Minicontos do desconforto -- 22

Percebeu que ainda gostava dele quando o viu beijar na boca a velha amiga, bem na sua frente. Tinha orgulho de tê-lo esquecido, de ter virado mais uma página em sua vida depois de sofrer desesperadamente por se saber não correspondida. O pior é que, quando aconteceu, tinha largado o vício da paixão há mais de dez anos. Nunca mais tomara um só copo de tal elixir e agradecia a Deus por cada manhã sóbria.

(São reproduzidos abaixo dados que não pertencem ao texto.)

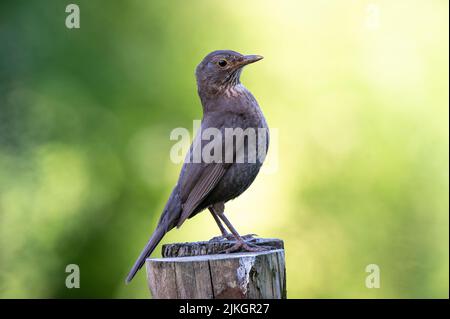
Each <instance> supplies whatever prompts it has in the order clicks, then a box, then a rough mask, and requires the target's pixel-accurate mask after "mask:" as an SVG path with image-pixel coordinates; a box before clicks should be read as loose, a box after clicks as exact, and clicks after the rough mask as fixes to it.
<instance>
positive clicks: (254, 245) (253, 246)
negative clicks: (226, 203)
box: [218, 212, 270, 253]
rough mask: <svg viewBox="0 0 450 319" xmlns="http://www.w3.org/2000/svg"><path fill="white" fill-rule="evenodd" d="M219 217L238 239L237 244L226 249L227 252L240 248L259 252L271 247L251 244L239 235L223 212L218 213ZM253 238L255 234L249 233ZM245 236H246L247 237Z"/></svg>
mask: <svg viewBox="0 0 450 319" xmlns="http://www.w3.org/2000/svg"><path fill="white" fill-rule="evenodd" d="M218 216H219V218H220V219H222V221H223V222H224V223H225V225H226V226H227V227H228V229H229V230H230V231H231V233H232V234H233V236H234V238H235V239H236V244H234V245H233V246H232V247H230V248H228V249H226V250H225V251H224V252H225V253H232V252H236V251H239V250H243V251H251V252H257V251H264V250H268V249H270V247H262V246H256V245H253V244H250V243H248V242H246V241H245V240H244V238H242V237H241V235H239V233H238V232H237V230H236V229H235V228H234V226H233V225H232V224H231V223H230V221H229V220H228V218H226V217H225V214H224V213H223V212H222V213H221V214H218ZM247 236H250V237H251V238H253V235H247ZM247 236H244V237H247Z"/></svg>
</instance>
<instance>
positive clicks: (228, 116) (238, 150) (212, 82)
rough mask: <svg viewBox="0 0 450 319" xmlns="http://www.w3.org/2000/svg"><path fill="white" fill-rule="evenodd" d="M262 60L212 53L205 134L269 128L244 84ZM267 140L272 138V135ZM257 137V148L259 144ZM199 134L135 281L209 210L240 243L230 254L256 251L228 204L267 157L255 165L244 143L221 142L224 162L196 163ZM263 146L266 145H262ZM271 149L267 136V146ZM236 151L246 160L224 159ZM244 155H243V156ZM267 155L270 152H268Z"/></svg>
mask: <svg viewBox="0 0 450 319" xmlns="http://www.w3.org/2000/svg"><path fill="white" fill-rule="evenodd" d="M260 59H262V57H261V56H256V55H247V56H244V55H242V54H240V53H238V52H235V51H229V50H221V51H214V52H211V53H210V54H208V55H207V56H206V57H205V58H204V59H203V61H202V62H201V63H200V64H199V65H198V66H197V69H196V78H197V86H198V93H199V96H200V100H201V102H202V106H203V119H202V123H201V131H204V130H205V129H208V128H215V129H218V130H219V131H220V132H221V133H222V136H225V129H226V128H233V129H234V128H241V129H243V130H246V129H248V128H250V129H254V130H257V129H265V130H267V134H268V127H267V124H266V121H265V119H264V116H263V114H262V112H261V109H260V108H259V106H258V103H257V102H256V100H255V98H254V97H253V95H252V94H251V93H250V92H249V91H248V90H247V89H246V88H245V87H244V86H243V85H242V84H241V83H240V74H241V72H242V68H243V67H244V66H245V65H248V64H250V63H253V62H256V61H258V60H260ZM267 137H268V135H267ZM258 139H259V137H257V140H256V144H257V145H259V144H258V143H259V142H260V141H259V140H258ZM199 141H200V136H197V137H196V139H195V140H194V142H193V144H192V145H191V148H190V151H189V153H188V155H187V159H190V161H185V163H184V165H183V167H182V169H181V173H180V176H179V178H178V182H177V184H176V185H175V187H174V189H173V191H172V193H171V195H170V197H169V200H168V201H167V204H166V206H165V208H164V210H163V212H162V214H161V217H160V220H159V222H158V226H157V227H156V230H155V231H154V232H153V234H152V236H151V237H150V239H149V241H148V243H147V245H146V246H145V248H144V250H143V251H142V253H141V254H140V256H139V258H138V259H137V261H136V262H135V264H134V266H133V267H132V269H131V271H130V273H129V274H128V276H127V279H126V282H127V283H128V282H130V281H131V280H132V279H133V277H134V275H135V274H136V272H137V271H138V270H139V269H140V268H141V267H142V265H143V264H144V262H145V258H147V257H148V256H150V254H151V253H152V251H153V250H154V249H155V247H156V246H157V245H158V243H159V242H160V241H161V239H162V237H163V236H164V235H165V234H166V233H167V232H168V231H169V230H171V229H172V228H174V227H180V226H181V225H182V224H183V223H184V222H185V221H186V219H188V218H191V217H193V216H195V215H196V214H197V213H199V212H201V211H202V210H204V209H206V208H209V210H210V212H211V214H212V215H213V217H214V219H215V221H216V223H217V224H218V226H219V228H220V230H221V232H222V234H223V235H224V236H229V234H228V233H227V232H226V230H225V228H224V226H223V225H222V223H221V222H220V220H222V221H223V222H224V223H225V225H226V226H227V227H228V228H229V229H230V231H231V232H232V234H233V236H234V238H235V239H236V244H235V245H234V246H233V247H232V249H230V250H229V251H228V252H231V251H235V250H238V249H243V250H257V249H258V248H255V247H252V246H251V245H250V244H248V243H246V242H245V241H244V240H243V239H242V237H241V236H240V235H239V234H238V233H237V231H236V230H235V229H234V227H233V226H232V225H231V223H230V222H229V221H228V219H227V218H226V217H225V215H224V203H226V202H227V201H229V200H231V199H233V198H235V197H237V196H239V195H240V194H242V192H244V191H245V190H246V189H247V188H248V187H249V186H250V185H251V183H252V182H253V181H254V179H255V177H256V175H257V174H258V172H259V169H260V167H261V165H262V162H263V160H264V157H258V158H257V160H256V161H255V162H253V161H250V160H249V155H248V154H247V153H245V152H244V151H243V148H245V146H248V143H249V142H248V139H247V140H246V144H245V145H241V146H240V147H238V146H237V145H234V144H233V145H231V146H230V145H225V141H223V140H220V141H218V142H217V143H221V144H220V145H218V146H219V147H220V148H221V149H222V150H223V158H222V161H221V162H219V163H216V162H212V163H207V162H205V161H203V159H202V160H201V162H200V163H195V162H193V161H192V159H193V152H194V150H195V148H194V147H195V145H197V146H199V147H202V149H203V147H204V145H203V143H201V144H196V143H198V142H199ZM259 147H261V146H259ZM267 147H268V138H267V139H266V141H265V144H264V145H263V148H264V150H265V151H267ZM230 152H231V153H232V154H231V155H232V158H237V157H238V156H240V155H242V156H243V161H242V162H236V161H233V162H227V161H225V156H226V154H230ZM242 152H244V153H242ZM264 154H265V153H264Z"/></svg>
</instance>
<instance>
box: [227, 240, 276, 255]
mask: <svg viewBox="0 0 450 319" xmlns="http://www.w3.org/2000/svg"><path fill="white" fill-rule="evenodd" d="M271 249H272V247H268V246H258V245H255V244H252V243H249V242H248V241H244V240H238V241H237V242H236V244H234V245H233V246H231V247H230V248H228V249H225V250H224V251H223V252H221V253H225V254H230V253H234V252H259V251H267V250H271Z"/></svg>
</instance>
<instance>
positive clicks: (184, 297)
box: [146, 238, 286, 299]
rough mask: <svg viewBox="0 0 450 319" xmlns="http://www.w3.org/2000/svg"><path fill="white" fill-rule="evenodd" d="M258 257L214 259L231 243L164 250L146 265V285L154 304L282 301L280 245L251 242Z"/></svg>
mask: <svg viewBox="0 0 450 319" xmlns="http://www.w3.org/2000/svg"><path fill="white" fill-rule="evenodd" d="M251 242H252V243H253V244H256V245H259V246H266V247H267V246H269V247H271V249H270V250H267V251H262V252H254V253H253V252H242V253H233V254H218V252H221V251H223V250H224V249H226V248H229V247H231V246H232V245H233V244H234V242H233V241H225V240H222V241H208V242H196V243H178V244H168V245H164V246H163V247H162V255H163V258H149V259H147V260H146V268H147V282H148V285H149V288H150V292H151V294H152V296H153V298H156V299H169V298H170V299H221V298H229V299H285V298H286V269H285V259H284V247H283V241H282V240H279V239H261V238H258V239H252V241H251Z"/></svg>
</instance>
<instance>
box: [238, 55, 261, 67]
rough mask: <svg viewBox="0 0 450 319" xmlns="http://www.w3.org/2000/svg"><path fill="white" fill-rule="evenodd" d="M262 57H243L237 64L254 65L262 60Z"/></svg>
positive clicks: (254, 56) (259, 55) (247, 56)
mask: <svg viewBox="0 0 450 319" xmlns="http://www.w3.org/2000/svg"><path fill="white" fill-rule="evenodd" d="M263 58H264V57H262V56H260V55H244V58H243V59H242V61H240V62H239V66H244V65H247V64H250V63H254V62H256V61H259V60H262V59H263Z"/></svg>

E agora... agora não conseguia desviar os olhos dos beijos que se repetiam. "Pára!", gritou para sua alma. Ela fez ouvidos moucos.

Resolveu ir embora. Ele pediu que não fosse, disse que planejava regressar com ela. Disse-o com a costumeira nonchalance, ao mesmo tempo em que acariciava o pescoço da amiga.

Ela abriu a boca para responder, quando foi interrompida por mais um beijo. A amiga foi mais sedutora desta vez. Aí não deu. Começou a chorar. Fraquejou. Apoiou-se na pilastra mais próxima. Ele se levantou, tentou ampará-la, ela deu-lhe um safanão. Chorou mais e mais, até perceber que não estava conseguindo ficar de pé. Olhou para baixo e... já não tinha mais pés. As lágrimas haviam formado uma parede líquida que a consumia de baixo para cima. O que só a fez chorar ainda mais.

Mais tarde, na delegacia, dando-a como desaparecida, o atônito casal de amigos também chorou. Os dois jamais souberam que haviam presenciado um milagre: uma mulher se transmutando numa poça de tristeza.